RunnableMap : We don't have a class called RunnableMap, but we can achieve it using RunnableLambda class itself.
# 4. RunnableMap
# A RunnableMap works like RunnableParallel but applies a single Runnable to each element of an input list.
from langchain_core.runnables import RunnableLambda
# Define a RunnableLambda that applies upper() to each element in a list
uppercase_runnable = RunnableLambda(lambda x: [word.upper() for word in x])
# Invoke with a list of strings
print(uppercase_runnable.invoke(["hello", "world"]))
# Output: ['HELLO', 'WORLD']
RunnableBranch :
# 6. RunnableBranch
# A RunnableBranch allows conditional branching, executing different Runnable components based on a condition.
from langchain_core.runnables import RunnableBranch,RunnableLambda
# Define different functions
uppercase = RunnableLambda(lambda x: x.upper())
reverse = RunnableLambda(lambda x: x[::-1])
default = RunnableLambda(lambda x: f"Unknown: {x}")
# Create a branch
branch = RunnableBranch(
(lambda x: "uppercase" in x, uppercase),
(lambda x: "reverse" in x, reverse),
default # Default branch
)
print(branch.invoke("uppercase me")) # Output: "UPPERCASE ME"
print(branch.invoke("reverse me")) # Output: "em esrever"
print(branch.invoke("something else")) # Output: "Unknown: something else"

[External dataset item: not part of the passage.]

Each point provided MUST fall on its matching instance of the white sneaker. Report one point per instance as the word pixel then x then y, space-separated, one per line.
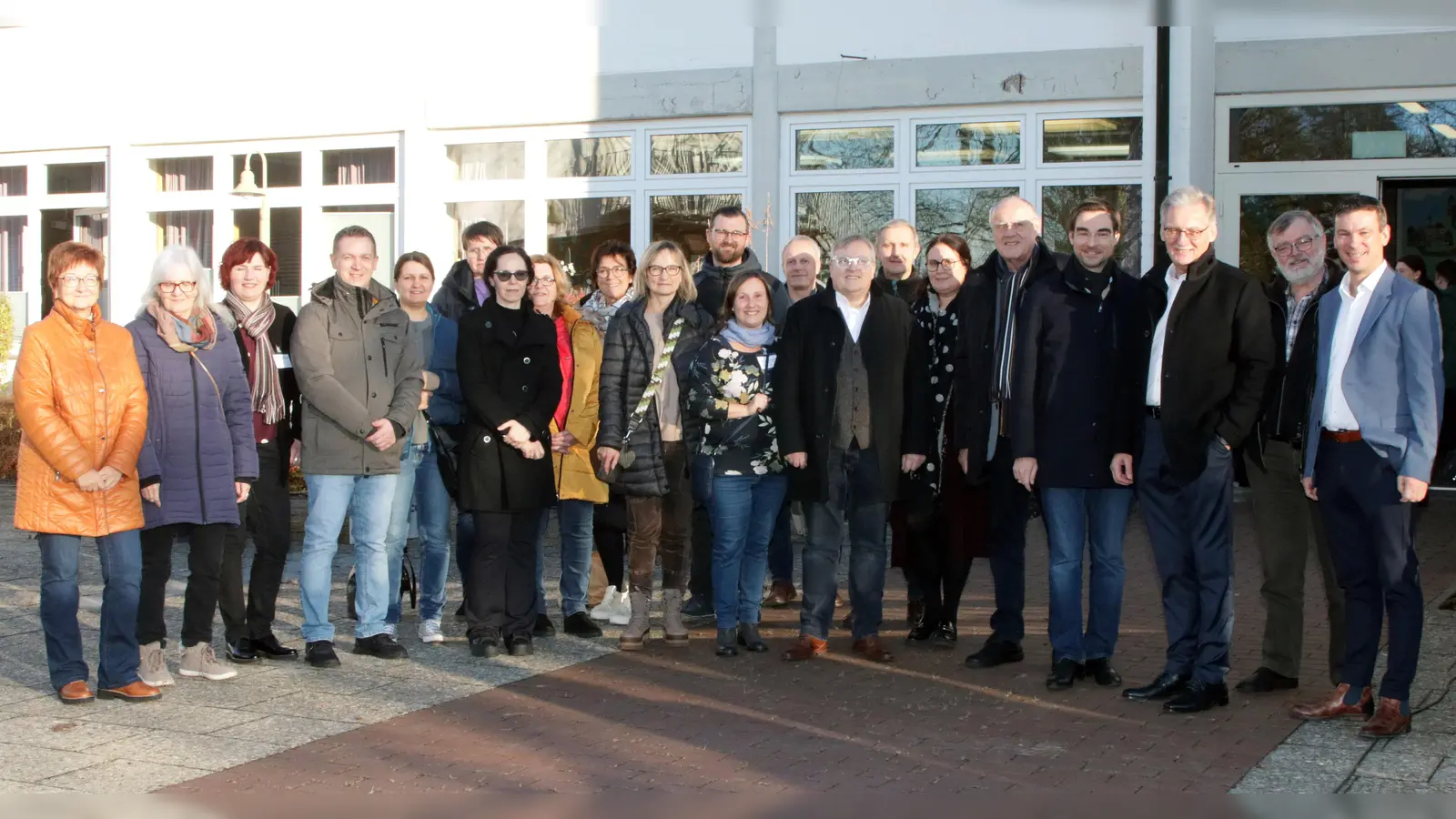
pixel 602 611
pixel 430 632
pixel 152 665
pixel 622 614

Another example of RunnableBranch :
from langchain_openai import ChatOpenAI
from langchain_core.prompts import PromptTemplate
from langchain_core.output_parsers import StrOutputParser
from dotenv import load_dotenv
from langchain_core.runnables import RunnableSequence, RunnableParallel, RunnablePassthrough, RunnableBranch, RunnableLambda
load_dotenv()
prompt1 = PromptTemplate(
template='Write a detailed report on {topic}',
input_variables=['topic']
)
prompt2 = PromptTemplate(
template='Summarize the following text \n {text}',
input_variables=['text']
)
model = ChatOpenAI()
parser = StrOutputParser()
report_gen_chain = prompt1 | model | parser
branch_chain = RunnableBranch(
(lambda x: len(x.split())>300, prompt2 | model | parser),
RunnablePassthrough()
)
final_chain = RunnableSequence(report_gen_chain, branch_chain)
print(final_chain.invoke({'topic':'IPL 2025'}))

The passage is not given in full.